Do I need to register my trust?
If you are a trustee, personal representative or executor you may need to register your trust under the Trust Registration Service, even if there is no tax liability.
What is the Trust Registration Service (TRS)?
The Trust Registration Service (TRS) is managed by HMRC. It is how the government keep a record of trusts in the UK.
Which trusts need to be registered under the TRS?
Under the new rules most UK trusts will need to be registered under the TRS. The rules for registration differ depending on whether the trust is taxable or non-taxable.
Who is responsible for registering the trust under the TRS?
The trustees must register the trust under the TRS. In cases where there are more than one trustee then all trustees have a joint legal responsibility to register the trust.
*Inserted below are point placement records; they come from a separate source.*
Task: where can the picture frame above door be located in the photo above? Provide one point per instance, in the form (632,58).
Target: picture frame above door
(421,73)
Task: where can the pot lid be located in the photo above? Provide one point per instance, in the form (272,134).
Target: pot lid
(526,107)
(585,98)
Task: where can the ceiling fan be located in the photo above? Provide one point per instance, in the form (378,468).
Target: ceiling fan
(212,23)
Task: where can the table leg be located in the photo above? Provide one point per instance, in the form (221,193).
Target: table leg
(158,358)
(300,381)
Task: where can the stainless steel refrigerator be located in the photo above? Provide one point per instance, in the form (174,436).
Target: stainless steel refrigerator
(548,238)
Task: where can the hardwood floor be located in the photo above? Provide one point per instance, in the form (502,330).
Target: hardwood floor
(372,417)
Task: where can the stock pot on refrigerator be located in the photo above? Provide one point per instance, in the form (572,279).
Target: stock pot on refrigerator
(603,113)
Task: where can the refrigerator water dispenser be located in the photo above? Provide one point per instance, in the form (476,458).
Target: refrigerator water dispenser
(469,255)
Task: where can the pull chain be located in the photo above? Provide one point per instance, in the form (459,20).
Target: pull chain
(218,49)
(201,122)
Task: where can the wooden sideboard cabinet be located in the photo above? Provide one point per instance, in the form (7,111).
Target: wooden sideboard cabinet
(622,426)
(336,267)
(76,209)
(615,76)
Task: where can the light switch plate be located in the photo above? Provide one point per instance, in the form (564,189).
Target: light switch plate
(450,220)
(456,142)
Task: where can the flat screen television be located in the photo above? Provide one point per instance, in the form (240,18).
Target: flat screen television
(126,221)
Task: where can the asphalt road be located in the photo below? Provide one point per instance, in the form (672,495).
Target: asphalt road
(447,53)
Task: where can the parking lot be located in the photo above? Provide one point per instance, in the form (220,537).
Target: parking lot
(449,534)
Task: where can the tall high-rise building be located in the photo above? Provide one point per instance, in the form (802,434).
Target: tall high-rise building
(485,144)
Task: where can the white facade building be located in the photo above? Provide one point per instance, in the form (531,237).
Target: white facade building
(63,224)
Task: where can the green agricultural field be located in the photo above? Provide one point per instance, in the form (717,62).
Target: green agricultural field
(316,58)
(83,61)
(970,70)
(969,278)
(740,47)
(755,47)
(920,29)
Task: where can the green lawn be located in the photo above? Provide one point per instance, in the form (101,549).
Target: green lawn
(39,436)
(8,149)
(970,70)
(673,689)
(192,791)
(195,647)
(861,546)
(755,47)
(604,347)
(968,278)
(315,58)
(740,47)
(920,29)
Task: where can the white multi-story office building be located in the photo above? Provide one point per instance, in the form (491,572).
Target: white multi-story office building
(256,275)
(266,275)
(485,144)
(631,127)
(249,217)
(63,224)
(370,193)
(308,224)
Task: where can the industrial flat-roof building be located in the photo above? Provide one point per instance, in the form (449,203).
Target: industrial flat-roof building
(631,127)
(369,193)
The trustees should decide between them which trustee will be the ‘lead trustee’ and will register the trust under the TRS. That lead trustee will be the main point of contact for HMRC.
The trustees can register the trust themselves here or instruct a solicitor to register the trust on their behalf.
What information must be included in the registration?
All trusts must provide the following information:
- the lead trustee
- the other trustees
- the settlor
- the beneficiaries
If the trust is taxable, you will need to provide further information.
What happens after a trust has been registered?
If there are any changes to be made after the trust has been registered, the lead trustee must update the details under the TRS. This can be done by logging in via the Government website, using the unique user ID for the trust. This will have been provided when the trust was originally registered.
What happens if a trust is not registered?
Trustees could face a penalty from HRMC of £5,000 per trust for any failure to register on time or keep the register up to date. You should not wait for the HMRC to contact you before you register/update the trust.